2. But once a key had been created, and unless there is another get() 
operation, we only append.
     since there are so many appends (append against non-existing key and existing keys), we cannot do
    get() on every append() NOT_STORED failure. 
    Again, NOT_STORED failure is ok for non-exsiting key.

3. Values only gets trims on get(). 

The problem with this is that once a key has been created, and workload 
requires lots of append and few get,
when we get NOT_STORED, we do not know if this append() failure was due to 
non-exsiting key or out-of-memory. Since there is no need to check for 
existence when the key does not exist, we cannot add get() after each append() 
failure.  If you do, you are simply adding 1 RTT to each append operation which 
doubles response time. Could be much worse if the value is large (close to 1M)

Memcached does NOT remove the item when it fails to append/prepend with 
out-of-mem error. It simply returns NOT_STORED.  

Thank you, Dormando.

Original comment by tru64ufs@gmail.com on 20 Aug 2010 at 1:40

GoogleCodeExporter commented 9 years ago
Looks like you have the one edge case that's annoyed by this. Thanks for 
explaining it.

If you need to use a workaround, I'd still suggest something like add. You 
throw away an RTT still but don't fetch a lot of data back.

Then you're somewhat stuck with appending to keys you don't want to append 
to... You could mitigate it a bit by having the "add" add a key with a timeout 
of 1s, making it less likely that it'll fill to the brim with data.

Your case does seem a little weird though. If it's failing to append due to 
hitting the item size limit, you just leave it at 1M? You don't trim it or want 
to rewrite it? In most apps I run a failure due to overlarge value or 
nonexistent key are both good reasons to re-add a compacted item.

This kinda makes me want to add a new command... something like "-X" which 
enables protocol fixes, with the caveat that we can add protocol fixes in every 
release. A method to bridge the gap between major releases, perhaps?
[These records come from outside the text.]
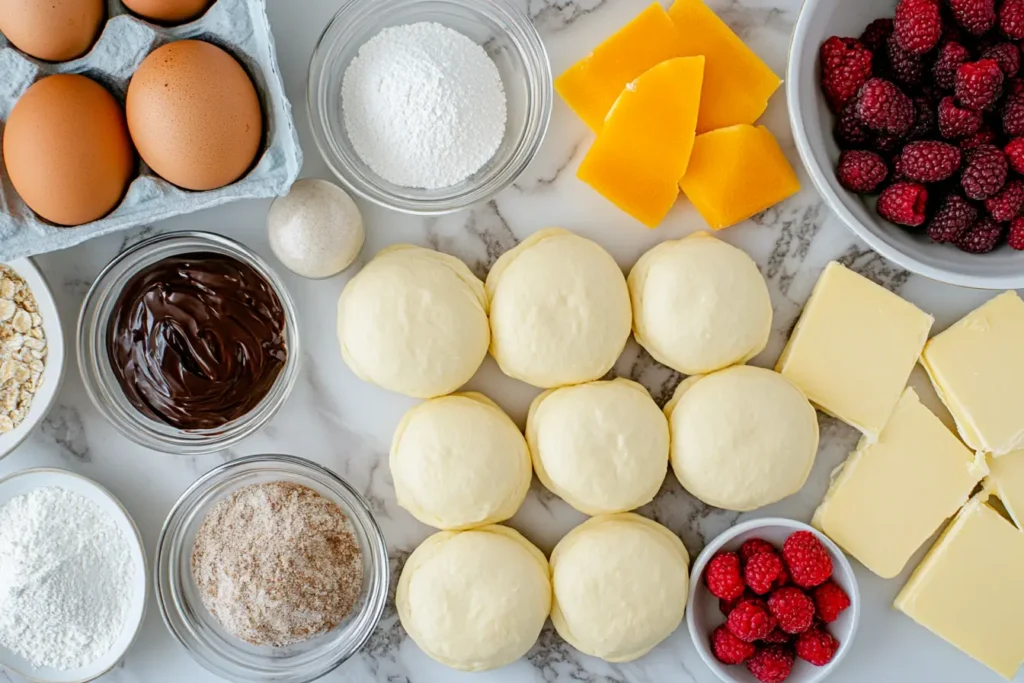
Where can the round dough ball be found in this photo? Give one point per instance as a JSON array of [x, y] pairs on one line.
[[699, 304], [460, 462], [742, 437], [315, 229], [475, 600], [414, 321], [559, 310], [621, 584], [601, 446]]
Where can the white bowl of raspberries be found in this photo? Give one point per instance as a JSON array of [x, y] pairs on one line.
[[909, 118], [772, 600]]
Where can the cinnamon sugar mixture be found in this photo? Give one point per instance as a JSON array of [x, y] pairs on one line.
[[278, 563]]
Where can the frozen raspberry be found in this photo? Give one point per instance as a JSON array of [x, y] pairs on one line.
[[918, 25], [793, 608], [929, 161], [982, 238], [723, 577], [862, 172], [807, 559], [949, 58], [750, 621], [1007, 55], [1007, 204], [846, 65], [955, 216], [903, 204], [984, 171], [729, 649], [761, 571], [977, 16], [816, 646], [771, 665], [1012, 18], [979, 84], [883, 107], [955, 122]]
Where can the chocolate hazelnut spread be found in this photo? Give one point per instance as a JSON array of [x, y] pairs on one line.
[[197, 340]]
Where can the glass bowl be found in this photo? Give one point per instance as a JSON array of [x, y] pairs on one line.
[[182, 609], [511, 41], [101, 384]]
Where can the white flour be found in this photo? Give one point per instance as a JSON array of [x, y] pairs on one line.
[[424, 105], [66, 579]]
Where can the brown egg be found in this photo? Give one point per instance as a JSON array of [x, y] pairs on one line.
[[67, 150], [52, 30], [168, 11], [195, 115]]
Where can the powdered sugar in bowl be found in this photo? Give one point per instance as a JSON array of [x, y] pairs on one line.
[[491, 161]]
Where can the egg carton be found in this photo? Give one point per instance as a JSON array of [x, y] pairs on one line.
[[241, 27]]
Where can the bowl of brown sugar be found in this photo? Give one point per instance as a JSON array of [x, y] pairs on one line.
[[271, 568]]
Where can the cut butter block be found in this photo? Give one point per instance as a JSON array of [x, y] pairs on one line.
[[977, 367], [1007, 481], [969, 591], [643, 148], [890, 497], [854, 348], [737, 83], [736, 172], [591, 86]]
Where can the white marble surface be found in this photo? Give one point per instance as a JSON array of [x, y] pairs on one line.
[[345, 424]]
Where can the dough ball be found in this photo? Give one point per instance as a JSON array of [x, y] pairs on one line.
[[742, 437], [414, 321], [699, 304], [460, 462], [559, 310], [621, 584], [475, 600], [601, 446]]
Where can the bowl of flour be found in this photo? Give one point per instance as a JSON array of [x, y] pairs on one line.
[[428, 107]]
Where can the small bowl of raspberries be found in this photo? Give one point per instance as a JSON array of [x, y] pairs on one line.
[[772, 600], [909, 118]]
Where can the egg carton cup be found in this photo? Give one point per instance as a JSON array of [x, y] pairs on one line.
[[241, 27]]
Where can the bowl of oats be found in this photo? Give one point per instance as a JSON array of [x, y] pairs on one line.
[[32, 351]]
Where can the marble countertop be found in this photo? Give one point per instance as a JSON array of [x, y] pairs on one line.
[[345, 424]]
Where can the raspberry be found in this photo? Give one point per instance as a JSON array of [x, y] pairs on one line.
[[816, 646], [771, 665], [982, 238], [918, 25], [1016, 236], [984, 171], [903, 204], [723, 577], [950, 56], [929, 161], [954, 121], [975, 15], [862, 172], [1007, 55], [1012, 18], [750, 621], [808, 560], [979, 84], [954, 216], [883, 107], [1007, 204], [846, 65], [761, 571], [729, 649], [793, 608]]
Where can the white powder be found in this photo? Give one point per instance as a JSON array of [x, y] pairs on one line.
[[66, 579], [424, 105]]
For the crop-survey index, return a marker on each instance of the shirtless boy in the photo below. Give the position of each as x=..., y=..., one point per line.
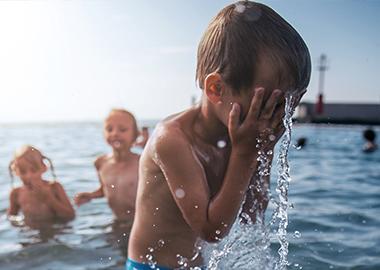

Original comment by dorma...@rydia.net on 20 Aug 2010 at 2:09

GoogleCodeExporter commented 9 years ago
Dormando.

Very good question. We are actually prepend(), not append().
That means we are using memcached as a FIFO Q. Only the oldest items need to be 
discarded.
If we leave it at 1M, then we are stuck with old items in the queue.

I will have to play with "add" then.
Thanks a lot.

Original comment by tru64ufs@gmail.com on 20 Aug 2010 at 2:19

GoogleCodeExporter commented 9 years ago
going to close this... not sure why it was left open.